Date of Award
Doctor of Philosophy (PhD)
Micro and Nanoscale Systems
A tremendous effort continues in the development of micro-total-analysis-systems; in support of this, many chemical passivation methods have been developed to enhance the biocompatibility of such microfluidic systems. However, the suitability of these passivation techniques to many fluorescence-based assays still remains inconsistent. This part of this work is focused on the performance of a third generation intercalating DNA dye when used within microfluidic devices treated with a select variety of passivating coatings. The results of these tests indicate that passivation coatings which are intended to shed DNA based on electrostatic repulsion will in fact imbibe the fluorescent DNA intercalating dye by the same mechanism. Blocking this charge-based dye adsorption, such as with bovine serum albumen (BSA), has yielded mixed results in the literature. As an alternative, this present work indicates that preloading the bio- passivated microchannel with a small amount of this dye will prevent both the DNA and the DNA dye from being adsorbed from solution onto the channel walls. By characterizing the saturating behavior of this preloaded dye, a protocol is here suggested to optimize dye performance in passivated microfluidics. Furthermore, the intent and achievement of this work has been to design a BSA-free treatment method, thereby eliminating common fluorescent artifacts. The amount of dye preloading required is found to be proportional to the microchannel surface area, and can be predicted by a new material property defined for each chemical coating processes. Theoretical and experimental results indicate that this is independent of operating temperature, flow rate, and channel aspect ratio. Thus this is a property of the material, and not just a product of the several operational parameters. This property has been measured for four coatings as part of this work.

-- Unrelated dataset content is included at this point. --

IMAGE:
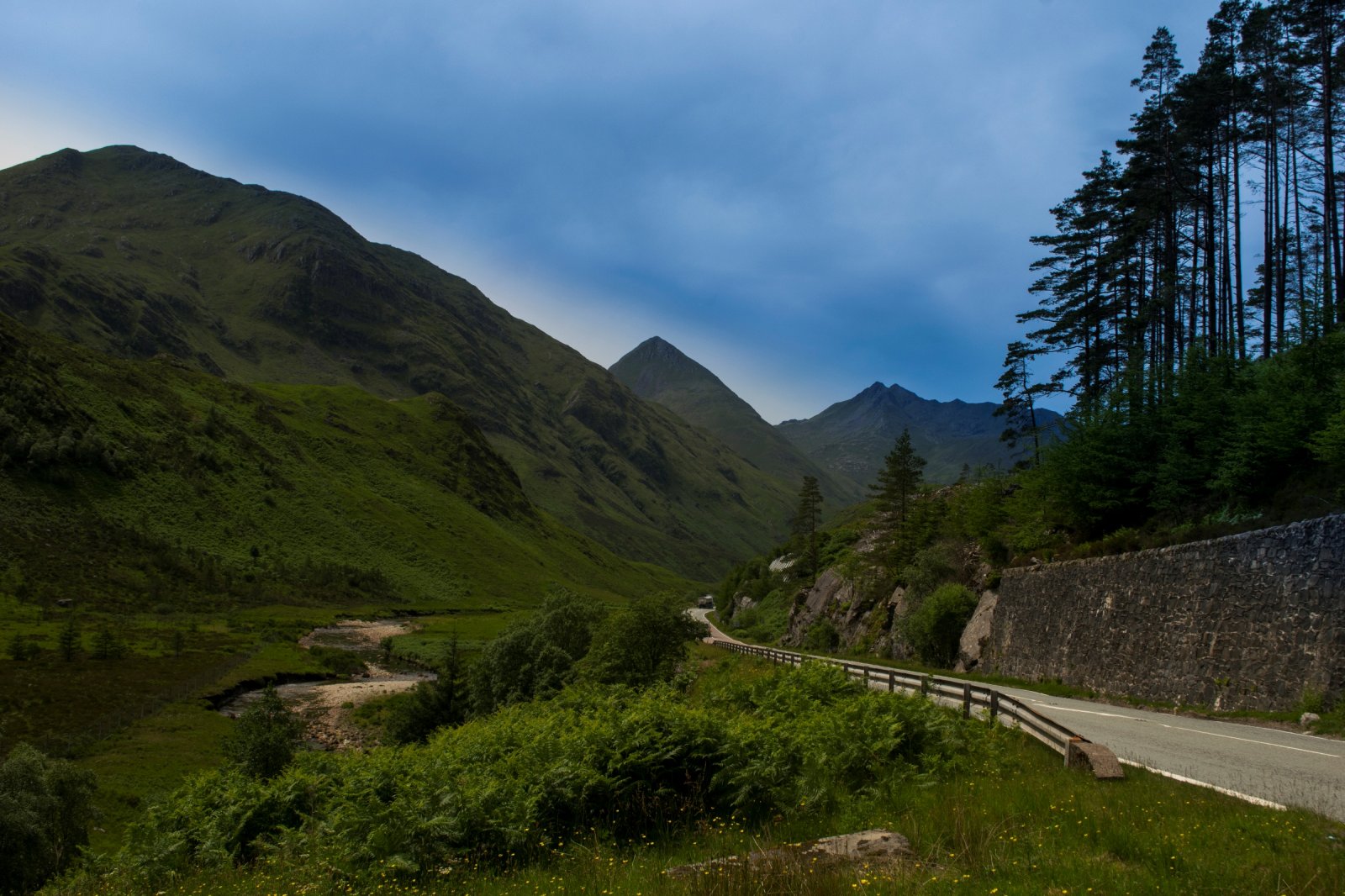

Improvements in passivation are crucial to the development of lab-on-a-chip devices, important in solving current medical and healthcare problems. Challenging topics include the need for fast pathogen detection (i.e. ebola epidemic, HIV, water-borne diseases typhoid, cholera, dysentery) and the need for personalized medicine (i.e. cancer genomics, drug susceptibility). A novel microfluidic DNA analysis device was developed, incorporating helicase dependent amplification (HDA) and sequence-specific fluorescence based detection. These are incorporated into a glass/polymer platform that is hand operated and powered by a laptop computer. Thermal modeling sets operation at less than 3 Watts and fabrication consistency testing ensures samples volumes of 17µL. The heating element and optical components are powered via 3 USB ports. The heating element consists of a thin film heater and thermistor controlled in a feedback loop with Matlab and Arduino interfacing. Using fuzzy logic control, the temperature of the PCR chamber has been controlled by varying the heater voltage. On-chip amplification has been verified using a commercial LightScanner32 device and HDA detection and DNA melting analysis were performed on-chip.
Tranter, Collin, "" (2017). Dissertation. 61.